GSA Annual Meeting in Denver, Colorado, USA - 2016

Paper No. 25-3
Presentation Time: 8:30 AM


ROBERTS, Nick M.W., NERC Isotope Geosciences Laboratory, British Geological Survey, Nottingham, NG12 5GG, United Kingdom, WALKER, Richard J., Department of Geology, University of Leicester, Leicester, LE1 7RH, United Kingdom and RASBURY, Troy, Department of Geosciences, Stony Brook University, Stony Brook, NY 11794-2100,

There is a lack of readily available techniques for providing absolute chronological data on brittle fault zone evolution. Calcite is an abundant fracture-filling mineral in many geological settings, and has the potential to be dated by U-Pb geochronology. Calcite mineralisation can often be linked directly to fault displacement/opening events, or to bracketing such events; it can also provide a record of fluid flow and the associated fluid composition through a fault/fracture system. Thus, the absolute dating of calcite formation has the potential to provide a widely accessible technique to enhance our understanding of fault evolution and upper crustal deformation.
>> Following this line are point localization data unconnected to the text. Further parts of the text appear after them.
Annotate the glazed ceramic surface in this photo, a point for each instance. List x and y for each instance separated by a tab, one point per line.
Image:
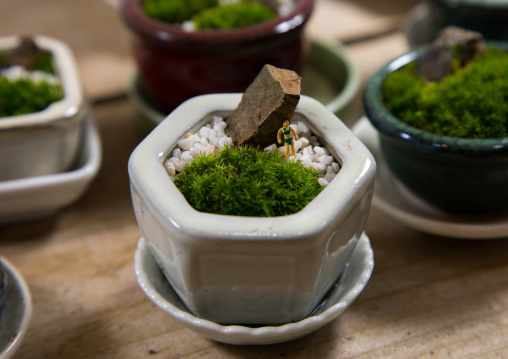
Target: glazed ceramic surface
329	75
485	16
349	285
175	65
459	175
251	270
394	199
47	141
17	311
39	196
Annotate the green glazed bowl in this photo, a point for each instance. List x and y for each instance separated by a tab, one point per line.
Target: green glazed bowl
485	16
454	174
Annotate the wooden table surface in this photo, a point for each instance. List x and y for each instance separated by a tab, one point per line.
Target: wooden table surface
428	297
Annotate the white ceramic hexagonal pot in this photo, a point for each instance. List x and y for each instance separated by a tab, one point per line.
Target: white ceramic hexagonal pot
251	270
47	141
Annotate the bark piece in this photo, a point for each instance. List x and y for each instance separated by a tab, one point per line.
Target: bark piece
453	45
26	54
268	101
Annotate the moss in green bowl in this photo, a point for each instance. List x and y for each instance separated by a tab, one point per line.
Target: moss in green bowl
470	103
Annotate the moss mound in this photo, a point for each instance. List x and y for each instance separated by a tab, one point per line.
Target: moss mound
208	14
246	181
470	103
24	96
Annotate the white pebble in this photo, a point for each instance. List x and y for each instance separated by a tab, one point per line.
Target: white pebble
307	151
298	145
186	157
305	142
205	132
179	165
187	143
320	150
223	141
170	168
270	148
321	168
326	160
329	176
302	127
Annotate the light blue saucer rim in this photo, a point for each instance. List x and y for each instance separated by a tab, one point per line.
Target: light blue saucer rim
17	311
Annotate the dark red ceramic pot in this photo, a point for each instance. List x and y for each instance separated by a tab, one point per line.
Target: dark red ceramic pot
175	65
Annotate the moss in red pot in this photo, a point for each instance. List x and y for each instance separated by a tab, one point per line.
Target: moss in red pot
174	64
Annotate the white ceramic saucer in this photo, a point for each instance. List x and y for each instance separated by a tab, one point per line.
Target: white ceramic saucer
348	287
40	196
17	311
393	199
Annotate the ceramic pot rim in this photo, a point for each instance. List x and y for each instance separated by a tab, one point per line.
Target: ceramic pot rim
147	174
395	129
141	23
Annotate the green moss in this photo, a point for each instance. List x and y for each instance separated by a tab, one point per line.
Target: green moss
470	103
246	181
24	96
176	11
233	16
208	14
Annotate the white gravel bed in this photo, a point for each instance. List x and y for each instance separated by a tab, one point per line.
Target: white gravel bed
18	72
211	137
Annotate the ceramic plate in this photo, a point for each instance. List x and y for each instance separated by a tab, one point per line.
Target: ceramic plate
329	76
348	287
40	196
16	313
395	200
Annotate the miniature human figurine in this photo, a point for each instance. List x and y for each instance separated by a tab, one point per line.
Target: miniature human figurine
288	139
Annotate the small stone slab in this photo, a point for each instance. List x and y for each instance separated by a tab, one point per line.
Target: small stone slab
266	104
26	54
437	62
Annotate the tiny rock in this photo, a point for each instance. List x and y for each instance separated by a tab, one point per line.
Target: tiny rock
452	44
268	101
26	54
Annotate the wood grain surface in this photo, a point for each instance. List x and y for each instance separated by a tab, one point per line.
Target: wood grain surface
429	296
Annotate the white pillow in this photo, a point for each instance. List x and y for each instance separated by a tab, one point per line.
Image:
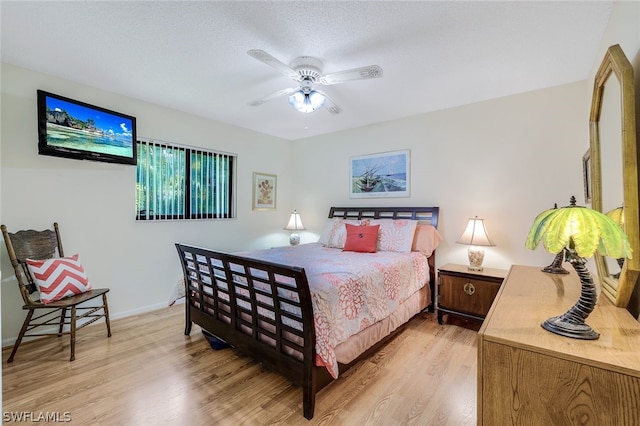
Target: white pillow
58	278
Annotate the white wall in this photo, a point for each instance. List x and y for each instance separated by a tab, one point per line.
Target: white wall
94	203
504	160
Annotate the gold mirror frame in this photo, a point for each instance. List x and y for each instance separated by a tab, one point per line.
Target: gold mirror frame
618	290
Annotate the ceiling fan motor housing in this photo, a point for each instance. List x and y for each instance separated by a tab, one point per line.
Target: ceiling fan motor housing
309	68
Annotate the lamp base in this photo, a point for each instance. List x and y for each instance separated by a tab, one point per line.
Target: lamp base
555	270
476	256
564	328
556	265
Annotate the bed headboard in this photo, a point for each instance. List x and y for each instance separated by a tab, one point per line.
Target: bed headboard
426	214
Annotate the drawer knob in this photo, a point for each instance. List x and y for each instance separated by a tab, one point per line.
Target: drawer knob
469	289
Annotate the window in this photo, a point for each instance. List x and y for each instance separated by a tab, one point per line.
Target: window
176	182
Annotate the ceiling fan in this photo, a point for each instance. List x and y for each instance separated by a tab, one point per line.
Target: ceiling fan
307	71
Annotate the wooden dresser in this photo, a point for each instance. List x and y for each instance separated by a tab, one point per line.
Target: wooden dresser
529	376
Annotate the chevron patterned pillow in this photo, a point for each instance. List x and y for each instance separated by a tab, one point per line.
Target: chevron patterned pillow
58	278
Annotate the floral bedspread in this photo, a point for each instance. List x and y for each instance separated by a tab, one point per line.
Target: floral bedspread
350	291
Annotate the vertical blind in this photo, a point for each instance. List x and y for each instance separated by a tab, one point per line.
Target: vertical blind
176	182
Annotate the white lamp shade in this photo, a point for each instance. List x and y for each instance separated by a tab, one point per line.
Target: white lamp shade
475	234
306	102
295	222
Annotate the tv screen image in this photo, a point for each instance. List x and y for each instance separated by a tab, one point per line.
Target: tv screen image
75	129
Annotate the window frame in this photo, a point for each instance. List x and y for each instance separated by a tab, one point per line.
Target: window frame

Previous attempts at dating hydrothermal calcite have been unsuccessful due to unfavorable U/Pb ratios. So far no physical criteria have been identified that would help to distinguish the best samples for geochronology. It is clear that the source fluid must be able to transport U in solution, requiring it to be oxygenated, because U is immobilized with reducing fluids. Here we present: 1) a compilation of U and Pb concentrations and ratios of calcite from faults and fractures in a range of geological settings; 2) a method of dating calcite with the U-Pb isotopic system using laser ablation inductively coupled plasma mass spectrometry (LA-ICP-MS); 3) discuss the benefits and pitfalls of applying this technique to calcite and brittle fault zone evolution; and 4) present a case study of rift fault evolution in the Faroe Islands, NE Atlantic margin.